Size effects in the magnetic behaviour of TbAl_2 milled alloys

TL;DR

This paper investigates how mechanical milling affects the magnetic properties of TbAl_2 alloys, revealing size-induced disorder and cluster-glass behavior at nanometer scales, with implications for magnetic domain dynamics.

Contribution

It provides new insights into the size-dependent magnetic behavior of TbAl_2, highlighting the transition from domain wall processes to cluster-glass phenomena due to milling-induced disorder.

Findings

Grain size decreases to 14 nm after 300 hours of milling.

Disordered spin arrangements dominate below 45 K, indicating glassy behavior.

Coercivity varies with grain size, showing a transition between multi- and single-domain states.

Abstract

The study of the magnetic properties depending upon mechanical milling of the ferromagnetic polycrystalline TbAl_2 material is reported.
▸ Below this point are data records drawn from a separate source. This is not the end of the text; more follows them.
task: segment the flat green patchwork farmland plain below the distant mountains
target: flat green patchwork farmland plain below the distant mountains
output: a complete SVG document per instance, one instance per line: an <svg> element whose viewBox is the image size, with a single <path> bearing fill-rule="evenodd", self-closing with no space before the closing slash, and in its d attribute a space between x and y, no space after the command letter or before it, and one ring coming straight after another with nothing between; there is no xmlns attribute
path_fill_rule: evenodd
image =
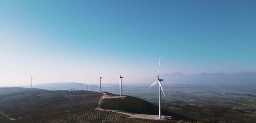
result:
<svg viewBox="0 0 256 123"><path fill-rule="evenodd" d="M162 102L182 101L256 112L255 85L174 85L163 87L166 97L162 96ZM104 88L104 90L114 94L119 93L119 88L117 87ZM141 98L151 103L158 102L158 89L156 87L150 89L147 87L124 87L124 94Z"/></svg>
The Rietveld analysis of the X-ray diffraction data reveals a decrease of the grain size down to 14 nm and -0.15 % of variation of the lattice parameter, after 300 hours of milling time. Irreversibility in the zero field cooled - field cooled (ZFC-FC) DC-susceptibility and clear peaks in the AC susceptibility between 5 and 300 K show that the long-range ferromagnetic structure is inhibited in favour of a disordered spin arrangement below 45 K. This glassy behaviour is also deduced from the variation of the irreversibility transition with the field (H^{2/3}) and frequency. The magnetization process of the bulk TbAl_2 is governed by domain wall thermal activation processes. By contrast, in the milled samples, cluster-glass properties arise as a result of cooperative interactions due to the substitutional disorder. The interactions are also influenced by the nanograin structure of the milled alloys, showing a variation of coercivity with the grain size, below the crossover between the multi- and single-domain behaviours.